Bu sadece “Aman bize PKK’li derler, terörist derler” kaygısıyla açıklanacak bir mesele değil. Anlaşılan 2014’ün ünlü MGK toplantısı sadece iktidarı elde tutan güçler tarafından değil, muhalefeti, medyası ve geniş sivil kesimleri ile herkesin bağlandığı kararları almış durumda. Anlaşılan “ana muhalefet” dahil siyasal aktörler için Kürt meselesi sadece genel ve yerel seçimlerde ihtiyaç duyulan oyları almak için seçimden kısa süre kala yapılacak bazı taktik manevralarla kullanılacak bir mesele olmanın ötesine geçmiyor.

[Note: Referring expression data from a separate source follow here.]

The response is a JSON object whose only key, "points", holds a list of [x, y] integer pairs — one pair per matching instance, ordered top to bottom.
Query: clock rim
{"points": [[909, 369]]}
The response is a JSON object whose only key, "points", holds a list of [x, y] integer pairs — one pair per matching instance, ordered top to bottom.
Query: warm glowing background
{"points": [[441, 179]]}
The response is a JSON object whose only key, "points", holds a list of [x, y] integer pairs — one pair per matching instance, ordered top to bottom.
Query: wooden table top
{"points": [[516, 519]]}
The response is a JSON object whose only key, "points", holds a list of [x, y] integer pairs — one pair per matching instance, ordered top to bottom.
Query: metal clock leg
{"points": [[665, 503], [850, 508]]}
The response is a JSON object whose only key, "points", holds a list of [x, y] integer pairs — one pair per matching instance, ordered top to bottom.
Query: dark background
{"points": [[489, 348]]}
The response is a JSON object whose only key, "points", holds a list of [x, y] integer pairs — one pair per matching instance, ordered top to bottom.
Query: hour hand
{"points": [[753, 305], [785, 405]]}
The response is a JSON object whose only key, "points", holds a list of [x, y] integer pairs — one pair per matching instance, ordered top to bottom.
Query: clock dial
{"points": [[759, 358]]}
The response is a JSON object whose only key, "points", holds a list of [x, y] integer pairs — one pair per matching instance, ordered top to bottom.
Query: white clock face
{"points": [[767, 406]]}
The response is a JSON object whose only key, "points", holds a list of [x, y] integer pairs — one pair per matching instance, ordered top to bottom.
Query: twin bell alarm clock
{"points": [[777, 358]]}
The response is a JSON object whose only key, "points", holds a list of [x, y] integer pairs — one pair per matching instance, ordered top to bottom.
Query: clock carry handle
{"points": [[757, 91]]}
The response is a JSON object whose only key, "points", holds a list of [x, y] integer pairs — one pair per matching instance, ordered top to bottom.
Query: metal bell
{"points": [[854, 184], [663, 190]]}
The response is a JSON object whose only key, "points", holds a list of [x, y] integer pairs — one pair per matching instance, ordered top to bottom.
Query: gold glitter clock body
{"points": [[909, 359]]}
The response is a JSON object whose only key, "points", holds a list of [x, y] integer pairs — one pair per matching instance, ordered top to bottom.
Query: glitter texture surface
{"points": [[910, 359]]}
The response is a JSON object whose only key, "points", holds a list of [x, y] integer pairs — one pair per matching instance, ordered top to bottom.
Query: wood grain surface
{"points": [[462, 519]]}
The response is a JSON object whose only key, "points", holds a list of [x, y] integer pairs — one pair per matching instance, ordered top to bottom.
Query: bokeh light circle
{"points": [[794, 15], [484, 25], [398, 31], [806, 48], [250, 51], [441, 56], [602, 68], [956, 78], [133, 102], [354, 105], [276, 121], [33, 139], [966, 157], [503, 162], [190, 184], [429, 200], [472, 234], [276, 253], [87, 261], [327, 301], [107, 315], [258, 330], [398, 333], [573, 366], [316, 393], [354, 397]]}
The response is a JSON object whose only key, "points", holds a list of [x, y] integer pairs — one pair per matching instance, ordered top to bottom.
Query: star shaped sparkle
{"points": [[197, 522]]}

Susulması gereken yerde konuşmak, konuşulması gereken yerde susmak ne gazetecilik ne siyaset ne de akademik tutum anlamına gelir, ama üçü açısından bir sonucu var tabii ki bunun: Gazetecilik ama iktidarın sınırlarını çizdiği yere kadar, siyaset ama devletin sınırlarını çizdiği yere kadar, akademiklik ama maaşın sınırlarını çizdiği yere kadar.
NOTLAR
1
Çocuklara yönelik suçların elbette toplumsal, dinsel, sınıfsal, bölgesel, yerel boyutları var, elbette bunlar konuşulmak zorunda. Örneğin çocukların toplu olarak bulunduğu mekanların, kurumların özellikleri (okullar, kurslar, yurtlar, kamplar vs) araştırılmalı, incelenmeli, tartışılmalı fakat bu bir şey, bir cinayette birdenbire sözüm ona etno-kültürel gerçekler sunuluyormuş gibi toplulukların, toplumların, halkların, ulusların suçu getiren hususiyetleri varmış gibi hareket etmek başka bir şey. Batı’daki Katolik kilisesi tartışmaları buna bir örnek: Kilise organizasyonunun suçlardaki fonksiyonunu tartışmak bir şey kiliseye bağlı inançlı insanların suça yatkınlığından dem vurmak bambaşka bir şey.
2
Türkiye ile İsrail arasındaki siyasal gerilim, iki ülkenin benzerliklerini, birbirini taklit eden model alan yönlerini gizliyor sanki: Suikast metodu İsrail’un uzun süredir başvurduğu bir metod. Türkiye bu anlamda takipçi ülke gibi. İsrail yönetiminin Türkiye yönetiminin kimi yöntemlerini model aldığı da bir başka boyutu için. İsrail’in suikast yöntemini uluslararsı hukuki baskı görmeden sürdürmesi Türkiye’nin cesaretini artırdığı da söylenebilir. İnsansız hava araçlarını savaş sahasında kullanmak yine İsrail’in öncülük etiği bir teknoloji, Türkiye burada takipçi. İsrail’in son icadı, günlük kullanımdaki elektronik cihazları (telefon, telsiz vs) bombaya çevirmesi yakında takip edilirse kimse şaşırmasın. İsrail’in bu icadının, her tür çatışmayı-savaşı yeni bir boyuta taşıdığı da bir gerçek. Artık F16 ile sınırda kaçakçı öldürmek bile basit bir meseleye dönüşebilir, eldeki cihazıyla çalışma odasında kimin öleceğini bilmenin imkansız olduğu bir yere gidiliyor. “Kirli savaş” denilen şeyi yepyeni bir boyuta taşıyor bu icat.